While the projected output from Xijiang 24 is modest by global standards, the project fits into a much larger strategic picture. China is the world’s largest crude oil importer, and its buying patterns have a major influence on global oil flows and pricing. Any sustained success in boosting domestic production would, over time, reshape demand dynamics in the international oil market.
Beijing has repeatedly called on state-owned oil companies to raise domestic output, citing energy security concerns amid geopolitical tensions and supply disruptions. Offshore developments in the South China Sea and Bohai Bay have therefore become central to this strategy, as onshore production growth has been harder to achieve.
If China were to make meaningful progress toward meeting a larger share of its crude needs locally, the implications would extend well beyond its borders. As one of the biggest buyers of crude oil globally, China has played a critical role in absorbing barrels from sanctioned producers, particularly Russia and Venezuela, at times when access to Western markets has been constrained by U.S. sanctions.
Since the tightening of sanctions on Moscow following the Ukraine war, China has emerged as one of Russia’s most important crude customers, alongside India. Similarly, Chinese refiners have been a key outlet for Venezuelan oil, providing Caracas with a vital export channel after U.S. measures sharply restricted its ability to sell crude openly on global markets.
A sustained reduction in China’s import demand, driven by higher domestic output, would therefore pose a structural risk to these suppliers. Russia and Venezuela, already operating with limited market access, could face greater competition to place their crude, potentially at steeper discounts, if China’s appetite for imported barrels eases.

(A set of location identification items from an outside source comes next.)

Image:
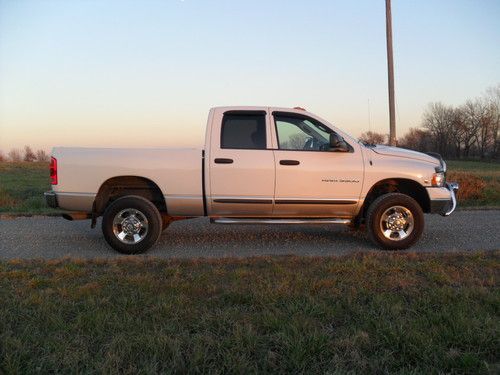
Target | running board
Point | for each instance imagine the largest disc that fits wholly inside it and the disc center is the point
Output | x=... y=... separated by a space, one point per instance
x=225 y=220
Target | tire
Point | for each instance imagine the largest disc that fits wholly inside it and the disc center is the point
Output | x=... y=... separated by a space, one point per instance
x=395 y=221
x=131 y=224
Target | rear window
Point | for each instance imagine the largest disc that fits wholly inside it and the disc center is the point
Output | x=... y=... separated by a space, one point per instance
x=244 y=131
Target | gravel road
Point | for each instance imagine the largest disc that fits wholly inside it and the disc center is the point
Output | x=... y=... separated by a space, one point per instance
x=49 y=237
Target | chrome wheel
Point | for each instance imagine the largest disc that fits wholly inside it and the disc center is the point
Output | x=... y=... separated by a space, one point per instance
x=397 y=223
x=130 y=226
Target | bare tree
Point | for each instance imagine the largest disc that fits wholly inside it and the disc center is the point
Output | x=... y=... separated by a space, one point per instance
x=473 y=112
x=29 y=155
x=15 y=155
x=416 y=139
x=373 y=138
x=437 y=119
x=493 y=98
x=42 y=156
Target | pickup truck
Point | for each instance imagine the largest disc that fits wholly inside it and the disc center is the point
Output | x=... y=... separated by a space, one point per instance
x=260 y=165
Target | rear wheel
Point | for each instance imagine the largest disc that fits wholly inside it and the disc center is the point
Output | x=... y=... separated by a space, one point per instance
x=131 y=224
x=395 y=221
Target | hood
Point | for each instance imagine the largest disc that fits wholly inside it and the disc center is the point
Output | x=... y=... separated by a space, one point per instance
x=404 y=153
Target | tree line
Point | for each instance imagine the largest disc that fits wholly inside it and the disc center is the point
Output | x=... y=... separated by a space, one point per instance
x=470 y=130
x=28 y=155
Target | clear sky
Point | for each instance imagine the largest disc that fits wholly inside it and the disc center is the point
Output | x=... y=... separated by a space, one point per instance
x=145 y=73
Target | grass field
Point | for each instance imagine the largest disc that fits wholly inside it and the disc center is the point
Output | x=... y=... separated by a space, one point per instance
x=368 y=313
x=22 y=185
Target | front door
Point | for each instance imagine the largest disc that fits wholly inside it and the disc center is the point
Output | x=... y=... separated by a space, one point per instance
x=312 y=180
x=241 y=165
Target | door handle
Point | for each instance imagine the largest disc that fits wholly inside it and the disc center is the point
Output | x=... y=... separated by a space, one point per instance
x=223 y=161
x=289 y=162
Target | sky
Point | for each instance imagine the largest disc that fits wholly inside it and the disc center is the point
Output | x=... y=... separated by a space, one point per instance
x=144 y=73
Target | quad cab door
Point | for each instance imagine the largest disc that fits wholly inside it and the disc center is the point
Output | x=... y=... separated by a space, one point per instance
x=241 y=164
x=312 y=180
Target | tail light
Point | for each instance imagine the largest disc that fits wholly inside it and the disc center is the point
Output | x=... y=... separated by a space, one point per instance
x=53 y=171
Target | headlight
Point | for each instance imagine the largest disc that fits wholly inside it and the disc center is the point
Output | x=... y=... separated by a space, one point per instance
x=438 y=179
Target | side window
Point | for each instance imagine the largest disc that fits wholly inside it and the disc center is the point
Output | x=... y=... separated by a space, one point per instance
x=244 y=131
x=300 y=133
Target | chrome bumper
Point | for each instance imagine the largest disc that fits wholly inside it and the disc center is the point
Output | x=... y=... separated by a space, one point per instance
x=453 y=188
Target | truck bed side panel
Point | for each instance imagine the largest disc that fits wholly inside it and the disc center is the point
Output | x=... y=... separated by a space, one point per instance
x=177 y=172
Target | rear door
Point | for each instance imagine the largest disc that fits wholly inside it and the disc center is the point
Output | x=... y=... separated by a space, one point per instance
x=241 y=163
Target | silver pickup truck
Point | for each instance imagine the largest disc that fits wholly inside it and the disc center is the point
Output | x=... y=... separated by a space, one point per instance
x=260 y=165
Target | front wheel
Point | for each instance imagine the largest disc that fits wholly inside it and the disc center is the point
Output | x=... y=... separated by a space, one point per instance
x=131 y=224
x=395 y=221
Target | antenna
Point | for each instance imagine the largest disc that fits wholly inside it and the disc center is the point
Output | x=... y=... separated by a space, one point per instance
x=369 y=117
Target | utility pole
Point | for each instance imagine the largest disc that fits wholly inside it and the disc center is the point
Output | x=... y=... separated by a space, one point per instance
x=390 y=72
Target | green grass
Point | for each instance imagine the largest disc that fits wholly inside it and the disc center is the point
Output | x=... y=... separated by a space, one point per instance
x=367 y=313
x=22 y=185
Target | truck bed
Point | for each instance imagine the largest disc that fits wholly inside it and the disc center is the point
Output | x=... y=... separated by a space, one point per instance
x=177 y=173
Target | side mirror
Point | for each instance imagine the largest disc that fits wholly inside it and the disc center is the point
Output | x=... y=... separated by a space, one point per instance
x=337 y=143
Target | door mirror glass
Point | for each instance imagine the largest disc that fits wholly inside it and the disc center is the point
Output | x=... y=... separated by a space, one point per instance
x=337 y=143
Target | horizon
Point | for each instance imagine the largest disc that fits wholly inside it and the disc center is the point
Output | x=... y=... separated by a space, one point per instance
x=144 y=74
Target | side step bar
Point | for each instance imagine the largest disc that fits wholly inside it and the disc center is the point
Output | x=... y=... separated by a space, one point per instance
x=226 y=220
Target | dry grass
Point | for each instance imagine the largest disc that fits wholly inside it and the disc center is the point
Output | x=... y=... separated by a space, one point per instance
x=366 y=313
x=471 y=186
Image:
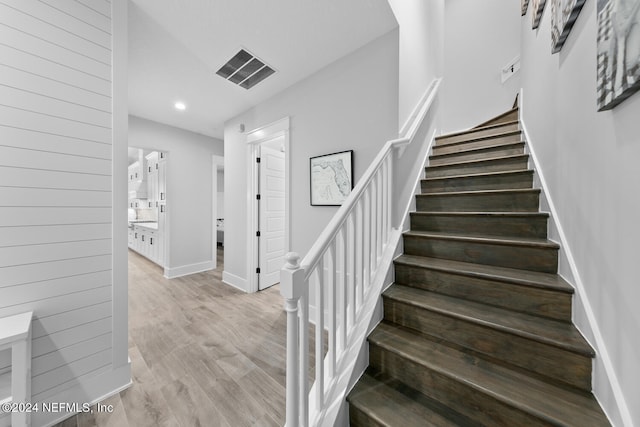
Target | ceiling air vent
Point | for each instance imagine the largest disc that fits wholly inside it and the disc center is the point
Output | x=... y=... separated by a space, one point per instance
x=245 y=70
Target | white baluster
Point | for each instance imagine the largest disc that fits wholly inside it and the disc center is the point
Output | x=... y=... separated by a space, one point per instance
x=304 y=356
x=291 y=285
x=332 y=307
x=319 y=333
x=344 y=234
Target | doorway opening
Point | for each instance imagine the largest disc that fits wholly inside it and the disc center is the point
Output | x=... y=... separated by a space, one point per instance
x=268 y=219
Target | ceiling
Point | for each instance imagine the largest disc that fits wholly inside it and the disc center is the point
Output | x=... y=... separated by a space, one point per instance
x=176 y=47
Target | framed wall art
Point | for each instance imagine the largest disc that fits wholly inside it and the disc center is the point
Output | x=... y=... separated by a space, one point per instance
x=331 y=178
x=563 y=15
x=538 y=8
x=618 y=54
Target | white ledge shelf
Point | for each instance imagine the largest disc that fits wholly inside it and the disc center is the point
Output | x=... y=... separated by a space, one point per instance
x=15 y=386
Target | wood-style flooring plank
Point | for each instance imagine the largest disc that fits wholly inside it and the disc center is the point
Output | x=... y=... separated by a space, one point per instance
x=203 y=354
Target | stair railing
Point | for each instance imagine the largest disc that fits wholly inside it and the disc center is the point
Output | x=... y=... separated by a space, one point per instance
x=352 y=254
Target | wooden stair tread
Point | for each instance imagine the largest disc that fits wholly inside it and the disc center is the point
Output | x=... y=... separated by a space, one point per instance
x=478 y=192
x=480 y=175
x=383 y=403
x=472 y=150
x=471 y=162
x=552 y=332
x=506 y=241
x=502 y=274
x=556 y=405
x=477 y=129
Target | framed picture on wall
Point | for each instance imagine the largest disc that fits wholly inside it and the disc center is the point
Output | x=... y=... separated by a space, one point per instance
x=563 y=15
x=331 y=177
x=538 y=8
x=618 y=51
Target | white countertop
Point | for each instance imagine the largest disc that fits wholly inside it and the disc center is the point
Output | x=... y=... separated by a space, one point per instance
x=149 y=225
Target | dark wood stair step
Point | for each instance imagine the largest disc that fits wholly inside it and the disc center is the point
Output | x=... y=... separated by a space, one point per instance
x=489 y=131
x=489 y=152
x=538 y=294
x=498 y=224
x=497 y=164
x=388 y=402
x=513 y=200
x=484 y=181
x=527 y=254
x=552 y=350
x=473 y=142
x=477 y=388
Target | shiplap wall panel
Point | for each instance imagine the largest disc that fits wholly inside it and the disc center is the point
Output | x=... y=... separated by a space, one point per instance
x=23 y=274
x=35 y=83
x=26 y=196
x=24 y=119
x=54 y=53
x=29 y=62
x=93 y=283
x=12 y=137
x=42 y=178
x=16 y=236
x=74 y=23
x=12 y=216
x=90 y=16
x=44 y=363
x=35 y=254
x=23 y=158
x=54 y=342
x=40 y=104
x=43 y=326
x=55 y=297
x=56 y=185
x=18 y=21
x=68 y=372
x=102 y=7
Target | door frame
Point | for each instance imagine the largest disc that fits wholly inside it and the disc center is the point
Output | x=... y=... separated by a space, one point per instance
x=216 y=161
x=254 y=138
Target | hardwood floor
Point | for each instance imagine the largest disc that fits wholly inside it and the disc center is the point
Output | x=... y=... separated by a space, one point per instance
x=203 y=354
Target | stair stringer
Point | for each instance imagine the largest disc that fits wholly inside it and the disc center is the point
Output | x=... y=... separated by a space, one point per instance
x=354 y=366
x=583 y=316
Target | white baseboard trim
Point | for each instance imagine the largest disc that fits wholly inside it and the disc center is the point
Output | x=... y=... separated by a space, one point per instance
x=90 y=391
x=235 y=281
x=184 y=270
x=590 y=328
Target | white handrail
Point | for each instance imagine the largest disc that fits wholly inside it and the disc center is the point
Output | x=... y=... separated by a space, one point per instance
x=340 y=271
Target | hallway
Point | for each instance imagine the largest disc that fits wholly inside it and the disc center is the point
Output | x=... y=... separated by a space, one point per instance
x=202 y=353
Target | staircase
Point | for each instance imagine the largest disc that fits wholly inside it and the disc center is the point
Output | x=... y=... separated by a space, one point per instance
x=477 y=326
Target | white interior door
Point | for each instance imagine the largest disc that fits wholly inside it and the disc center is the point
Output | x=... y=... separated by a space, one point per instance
x=272 y=213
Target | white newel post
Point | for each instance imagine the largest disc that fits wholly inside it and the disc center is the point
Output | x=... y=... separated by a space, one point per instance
x=291 y=288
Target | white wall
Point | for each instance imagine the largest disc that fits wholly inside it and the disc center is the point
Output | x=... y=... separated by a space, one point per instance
x=189 y=190
x=481 y=37
x=590 y=162
x=421 y=41
x=57 y=148
x=350 y=104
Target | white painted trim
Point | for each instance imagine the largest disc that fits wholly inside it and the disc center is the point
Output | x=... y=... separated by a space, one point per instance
x=235 y=281
x=414 y=113
x=184 y=270
x=120 y=130
x=91 y=391
x=602 y=355
x=253 y=139
x=215 y=161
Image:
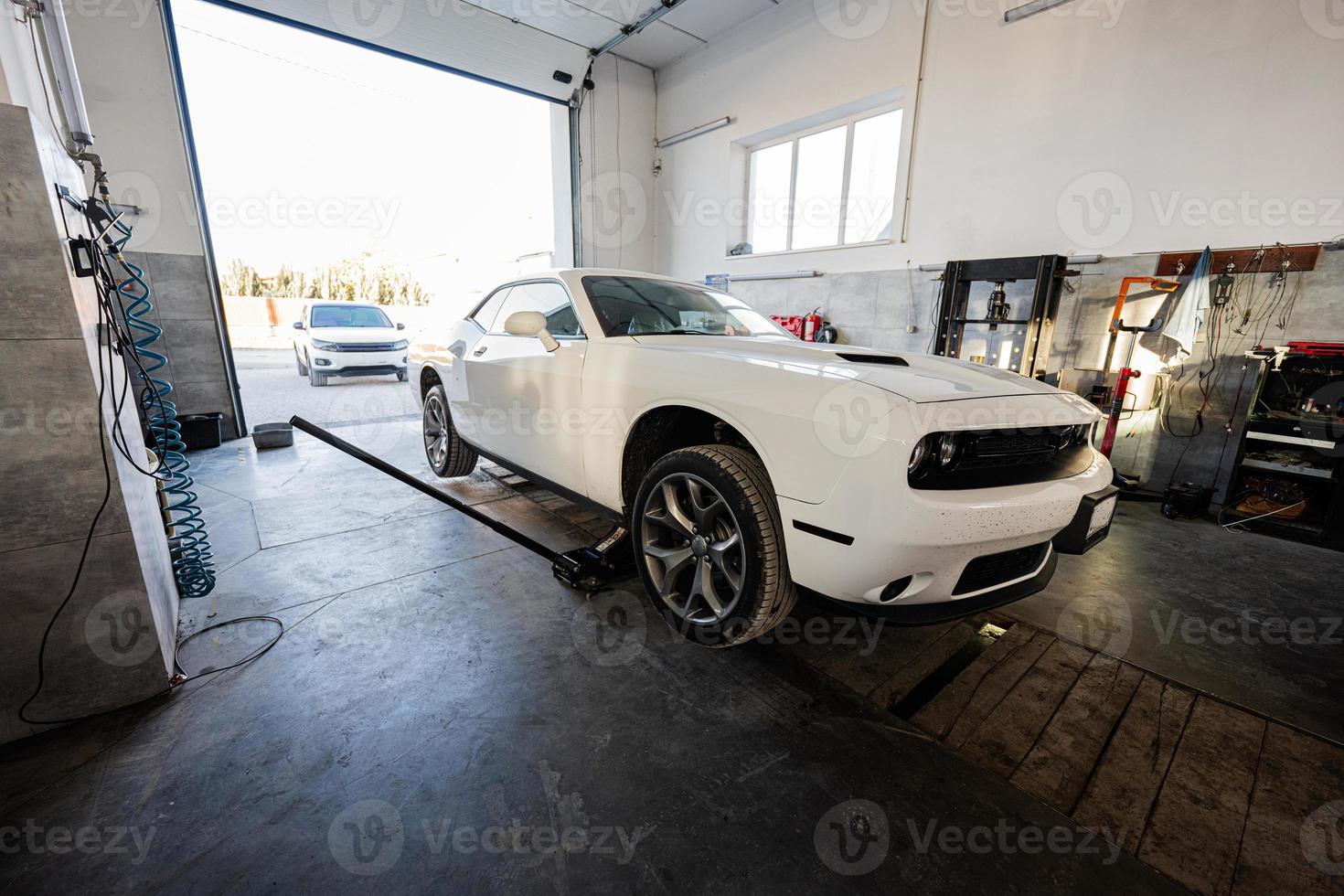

For now, China remains heavily dependent on imports, and projects like Xijiang 24 will not materially alter that balance on their own. However, taken together with dozens of similar offshore developments, they signal a long-term policy direction. Incremental gains across multiple projects could gradually chip away at import dependence, particularly for light and medium grades that are well suited to China’s refining system.
CNOOC’s focus on unmanned platforms, digital monitoring, and infrastructure-led developments also suggests that future offshore projects could be brought on stream more quickly and with lower operating costs, improving the economics of domestic production.